Chapter 51
51
M aeve
I’m on the warpath. After calling and texting Ezra multiple times on the way to his office with no response, I’m ready to throttle him.
My excitement about delivering the good news has turned into a desire to claw his eyes out. He didn’t come back home yesterday, and now he’s ignoring me completely the whole morning. What in the ever-loving hell is happening? By the time I get to his floor, I’m fuming.
I find Martin at his desk. He’s finishing a phone call and shows me with his raised finger to give him a second. Once he puts it down, he interlocks his fingers in front of his face to rest his chin on them.
“Dear, you look like an Amazon ready to chop off some big balls.” His eyes run down my height, and he winces. “Well, a very short Amazon, but a little warrior regardless. What happened? ”
With my lips pinched together, I walk up to his desk. “What’s he doing?” I nod at the closed door.
Martin leans a little closer to me and whispers, “I have no idea. He’s been cooped up in there all morning. And when I tried to peek inside, he nearly bit my head off. I mean, he’s always grumpy, especially in the morning. But it’s a whole new level even for him.”
“He’s been ignoring my calls and messages the whole morning. On top of not sleeping at home.” I glance toward his office, chewing on my lip. “And he’s been acting weird for days.”
Martin’s gaze follows mine for a moment before it returns to me. “What about, you know, the yesterday thing?” His voice trails off at the end.
I wave my hand in the air dismissively. “I overheard their talk in the hallway on the way to the bathroom.”
“Their?”
“Yes. Him and his supposed mistress,” I explain.
Martin’s eyes turn round. “I can’t believe that,” he nearly whispers. “I thought… I don’t know what I thought. I just?—”
“Martin,” I call him out before he goes down this rabbit hole and Ezra is forever tainted in Martin’s eyes. “He told her that all he wants is me.”
“Oh!” His eyes widen as his tone turns lighter. “That makes more sense. Because I was sure I was right .”
“What do you mean?”
“Nothing!” He smiles with all his seventy teeth—that’s how many it feels like. His smile is that of a shark.
“Martin,” I start with a warning.
He sighs with obvious defeat as if I’ve just tortured the answer out of him, even though he didn’t fight very hard. “I used to bring him coffee in the morning. Right from your shop,” he adds with a raised brow.
“Oh! Yes!

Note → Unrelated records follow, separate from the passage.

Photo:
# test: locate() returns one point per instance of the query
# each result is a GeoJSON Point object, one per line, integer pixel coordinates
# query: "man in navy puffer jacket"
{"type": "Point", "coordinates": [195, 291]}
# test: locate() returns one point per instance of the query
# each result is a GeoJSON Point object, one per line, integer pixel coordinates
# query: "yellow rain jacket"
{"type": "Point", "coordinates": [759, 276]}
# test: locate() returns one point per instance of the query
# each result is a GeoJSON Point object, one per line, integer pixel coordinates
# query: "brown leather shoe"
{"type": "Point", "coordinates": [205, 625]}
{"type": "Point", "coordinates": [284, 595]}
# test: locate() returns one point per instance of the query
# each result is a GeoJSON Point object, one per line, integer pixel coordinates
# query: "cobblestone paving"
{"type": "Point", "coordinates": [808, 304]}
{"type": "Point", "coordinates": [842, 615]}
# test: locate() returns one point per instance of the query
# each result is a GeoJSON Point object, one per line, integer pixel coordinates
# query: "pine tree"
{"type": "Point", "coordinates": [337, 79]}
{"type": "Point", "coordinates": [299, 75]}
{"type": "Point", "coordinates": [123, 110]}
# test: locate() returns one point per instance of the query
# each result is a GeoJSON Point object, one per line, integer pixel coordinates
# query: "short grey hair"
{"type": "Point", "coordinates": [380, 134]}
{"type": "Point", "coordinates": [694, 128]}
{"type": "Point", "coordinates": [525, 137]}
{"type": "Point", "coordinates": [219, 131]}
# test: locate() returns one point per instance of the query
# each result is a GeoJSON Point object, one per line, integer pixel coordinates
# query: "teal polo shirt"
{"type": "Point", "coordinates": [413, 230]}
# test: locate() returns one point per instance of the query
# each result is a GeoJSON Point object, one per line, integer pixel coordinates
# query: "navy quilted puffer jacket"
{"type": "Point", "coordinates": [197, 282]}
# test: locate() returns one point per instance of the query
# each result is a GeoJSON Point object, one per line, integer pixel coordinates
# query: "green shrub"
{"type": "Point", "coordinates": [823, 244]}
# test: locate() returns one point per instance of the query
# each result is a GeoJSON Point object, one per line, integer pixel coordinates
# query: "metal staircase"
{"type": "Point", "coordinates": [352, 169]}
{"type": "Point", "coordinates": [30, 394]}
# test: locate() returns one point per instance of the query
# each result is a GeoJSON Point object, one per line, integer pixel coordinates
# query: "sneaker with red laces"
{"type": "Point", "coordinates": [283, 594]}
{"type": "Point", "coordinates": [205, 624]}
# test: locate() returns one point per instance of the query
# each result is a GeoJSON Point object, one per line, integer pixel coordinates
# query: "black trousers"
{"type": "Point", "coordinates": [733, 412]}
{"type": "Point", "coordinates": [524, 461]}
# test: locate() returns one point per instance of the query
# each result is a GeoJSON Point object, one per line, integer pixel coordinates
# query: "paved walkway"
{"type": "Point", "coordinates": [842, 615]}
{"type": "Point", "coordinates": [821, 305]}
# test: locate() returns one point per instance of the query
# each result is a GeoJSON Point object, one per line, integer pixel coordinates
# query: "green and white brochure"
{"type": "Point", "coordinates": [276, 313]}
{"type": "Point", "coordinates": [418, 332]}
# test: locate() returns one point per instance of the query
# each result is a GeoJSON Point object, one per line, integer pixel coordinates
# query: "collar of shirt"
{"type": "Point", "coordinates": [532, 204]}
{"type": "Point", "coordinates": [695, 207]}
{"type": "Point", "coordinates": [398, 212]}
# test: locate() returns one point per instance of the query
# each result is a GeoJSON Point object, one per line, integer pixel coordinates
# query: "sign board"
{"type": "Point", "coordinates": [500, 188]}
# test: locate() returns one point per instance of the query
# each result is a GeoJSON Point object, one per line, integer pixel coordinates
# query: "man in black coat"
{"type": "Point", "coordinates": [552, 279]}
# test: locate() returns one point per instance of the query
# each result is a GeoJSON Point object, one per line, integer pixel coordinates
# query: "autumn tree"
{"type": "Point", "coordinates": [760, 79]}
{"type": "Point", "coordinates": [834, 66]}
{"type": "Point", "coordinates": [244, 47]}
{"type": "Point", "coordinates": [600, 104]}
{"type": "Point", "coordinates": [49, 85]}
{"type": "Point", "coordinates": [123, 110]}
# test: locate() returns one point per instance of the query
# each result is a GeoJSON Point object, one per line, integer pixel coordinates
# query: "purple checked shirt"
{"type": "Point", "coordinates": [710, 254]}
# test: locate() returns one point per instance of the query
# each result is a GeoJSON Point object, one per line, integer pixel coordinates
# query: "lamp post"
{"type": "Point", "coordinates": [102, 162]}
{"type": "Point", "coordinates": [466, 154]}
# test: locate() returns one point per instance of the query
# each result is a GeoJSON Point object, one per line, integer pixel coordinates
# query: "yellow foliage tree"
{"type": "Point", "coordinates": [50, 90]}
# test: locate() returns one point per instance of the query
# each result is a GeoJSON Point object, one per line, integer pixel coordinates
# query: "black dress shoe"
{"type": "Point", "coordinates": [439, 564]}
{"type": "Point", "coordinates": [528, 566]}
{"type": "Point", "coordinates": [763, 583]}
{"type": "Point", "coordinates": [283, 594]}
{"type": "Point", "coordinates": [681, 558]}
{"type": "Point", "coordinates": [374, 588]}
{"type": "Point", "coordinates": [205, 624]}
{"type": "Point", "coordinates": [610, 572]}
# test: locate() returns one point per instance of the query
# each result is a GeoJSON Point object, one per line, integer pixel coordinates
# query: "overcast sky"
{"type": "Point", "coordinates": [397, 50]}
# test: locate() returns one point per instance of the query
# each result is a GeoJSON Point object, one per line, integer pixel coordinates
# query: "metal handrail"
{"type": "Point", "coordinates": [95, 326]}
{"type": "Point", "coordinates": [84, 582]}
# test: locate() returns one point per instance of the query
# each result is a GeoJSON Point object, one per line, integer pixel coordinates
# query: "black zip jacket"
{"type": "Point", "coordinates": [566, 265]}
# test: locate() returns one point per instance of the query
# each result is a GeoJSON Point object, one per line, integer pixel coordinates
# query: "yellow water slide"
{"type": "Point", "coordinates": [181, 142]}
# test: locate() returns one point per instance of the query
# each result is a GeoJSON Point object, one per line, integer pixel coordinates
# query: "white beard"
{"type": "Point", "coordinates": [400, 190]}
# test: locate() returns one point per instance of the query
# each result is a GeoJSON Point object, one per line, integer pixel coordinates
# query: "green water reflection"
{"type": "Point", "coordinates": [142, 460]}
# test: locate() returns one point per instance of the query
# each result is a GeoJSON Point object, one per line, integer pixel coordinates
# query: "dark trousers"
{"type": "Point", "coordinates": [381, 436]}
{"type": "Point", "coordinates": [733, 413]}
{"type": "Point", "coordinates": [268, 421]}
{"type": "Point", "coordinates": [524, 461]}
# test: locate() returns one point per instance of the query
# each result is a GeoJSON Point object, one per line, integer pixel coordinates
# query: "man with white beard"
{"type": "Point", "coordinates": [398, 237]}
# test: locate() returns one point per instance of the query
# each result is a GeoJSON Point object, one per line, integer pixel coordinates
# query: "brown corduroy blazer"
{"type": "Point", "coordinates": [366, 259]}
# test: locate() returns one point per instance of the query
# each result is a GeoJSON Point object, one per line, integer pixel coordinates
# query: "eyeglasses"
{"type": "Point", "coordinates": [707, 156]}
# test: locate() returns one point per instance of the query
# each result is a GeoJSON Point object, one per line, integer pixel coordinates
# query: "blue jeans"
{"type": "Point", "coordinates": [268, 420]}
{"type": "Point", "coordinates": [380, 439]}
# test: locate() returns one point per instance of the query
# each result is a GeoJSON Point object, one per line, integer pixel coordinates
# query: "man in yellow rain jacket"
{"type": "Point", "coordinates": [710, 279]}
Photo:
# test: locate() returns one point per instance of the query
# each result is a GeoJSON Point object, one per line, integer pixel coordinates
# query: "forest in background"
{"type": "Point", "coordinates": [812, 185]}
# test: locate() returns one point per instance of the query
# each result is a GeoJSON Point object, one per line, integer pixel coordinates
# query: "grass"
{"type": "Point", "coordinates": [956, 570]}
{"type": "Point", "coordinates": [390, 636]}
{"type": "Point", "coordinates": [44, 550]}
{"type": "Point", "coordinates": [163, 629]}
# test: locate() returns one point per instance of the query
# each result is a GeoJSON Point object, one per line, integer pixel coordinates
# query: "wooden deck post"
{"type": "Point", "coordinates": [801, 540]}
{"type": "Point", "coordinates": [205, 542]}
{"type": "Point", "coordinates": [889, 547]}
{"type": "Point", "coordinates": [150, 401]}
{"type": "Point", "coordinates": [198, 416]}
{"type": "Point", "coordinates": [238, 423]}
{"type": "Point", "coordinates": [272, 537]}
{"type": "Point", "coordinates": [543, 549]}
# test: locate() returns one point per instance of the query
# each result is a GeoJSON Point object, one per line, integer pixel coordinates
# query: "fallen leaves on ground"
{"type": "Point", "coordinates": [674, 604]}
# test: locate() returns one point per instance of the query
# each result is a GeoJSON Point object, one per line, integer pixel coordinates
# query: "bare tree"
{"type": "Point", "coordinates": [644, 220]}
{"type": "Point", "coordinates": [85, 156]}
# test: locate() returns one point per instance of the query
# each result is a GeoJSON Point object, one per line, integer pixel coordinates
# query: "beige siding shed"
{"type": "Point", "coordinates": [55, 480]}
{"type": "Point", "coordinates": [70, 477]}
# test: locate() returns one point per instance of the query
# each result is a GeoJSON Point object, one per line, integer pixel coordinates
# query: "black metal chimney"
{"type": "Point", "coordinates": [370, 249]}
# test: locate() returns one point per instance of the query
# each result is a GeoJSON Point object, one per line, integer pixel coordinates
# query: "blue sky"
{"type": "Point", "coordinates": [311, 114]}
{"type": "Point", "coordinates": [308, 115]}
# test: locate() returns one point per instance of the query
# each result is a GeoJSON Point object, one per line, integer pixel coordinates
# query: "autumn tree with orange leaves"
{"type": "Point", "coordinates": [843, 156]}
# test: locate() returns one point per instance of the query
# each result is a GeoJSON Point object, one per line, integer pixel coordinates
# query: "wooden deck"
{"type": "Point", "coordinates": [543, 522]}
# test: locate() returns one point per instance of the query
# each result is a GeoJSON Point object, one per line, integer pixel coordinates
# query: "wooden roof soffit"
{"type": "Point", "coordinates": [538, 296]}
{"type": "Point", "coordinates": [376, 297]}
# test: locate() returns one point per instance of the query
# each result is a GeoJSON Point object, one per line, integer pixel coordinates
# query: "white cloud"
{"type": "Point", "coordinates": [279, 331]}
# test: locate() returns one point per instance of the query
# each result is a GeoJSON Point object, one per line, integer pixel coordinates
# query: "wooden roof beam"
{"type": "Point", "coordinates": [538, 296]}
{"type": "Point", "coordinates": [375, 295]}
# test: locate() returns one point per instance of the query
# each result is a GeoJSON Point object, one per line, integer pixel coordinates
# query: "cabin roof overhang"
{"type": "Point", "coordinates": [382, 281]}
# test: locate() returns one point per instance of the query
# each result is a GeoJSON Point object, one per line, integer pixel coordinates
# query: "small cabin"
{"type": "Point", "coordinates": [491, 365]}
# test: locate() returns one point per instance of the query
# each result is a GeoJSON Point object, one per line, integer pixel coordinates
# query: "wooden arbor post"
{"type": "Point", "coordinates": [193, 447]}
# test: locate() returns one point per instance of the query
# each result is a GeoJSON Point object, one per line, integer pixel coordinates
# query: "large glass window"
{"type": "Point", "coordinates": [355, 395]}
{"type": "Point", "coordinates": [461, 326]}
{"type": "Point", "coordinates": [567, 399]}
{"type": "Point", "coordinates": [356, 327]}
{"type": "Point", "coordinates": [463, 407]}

That’s where I know you from.” I point my finger at him. “I’ve been trying to figure out if we’ve ever met before.”
He mocks offense, glancing to the side. “Sure. I’m so forgettable.”
“You’re not. Stop it,” I laugh. “I’m just very bad with faces. I can’t believe I didn’t recognize you from before.”
His accusing stare might bring a lesser person to their knees, but I drop my gaze to the floor like a shy wallflower.
“Neither can I.” Then his attitude instantly changes. “Anyway, I used to bring him coffee in the mornings. He was so-o-o,” a roll of his eyes, “stiff; it was uncomfortable to walk around him. For real. He couldn’t crack a joke to save his life. I wasn’t sure if he even possessed a sense of humor. So when I saw you,” his finger this time points at me, “I thought he could use some crazy in his stuffy life.”
“Crazy?” I raise my pierced brow.
“Girl, it’s me, alright. Yes, crazy. And my plan worked.”
I narrow my eyes at him. “What exactly did you do?”
“I just stopped bringing him coffee, so he had to go and get his own. Where he met you, the wild card he was missing in his perfectly arranged deck.” His face is shining with pride and glee. Someone should take a picture.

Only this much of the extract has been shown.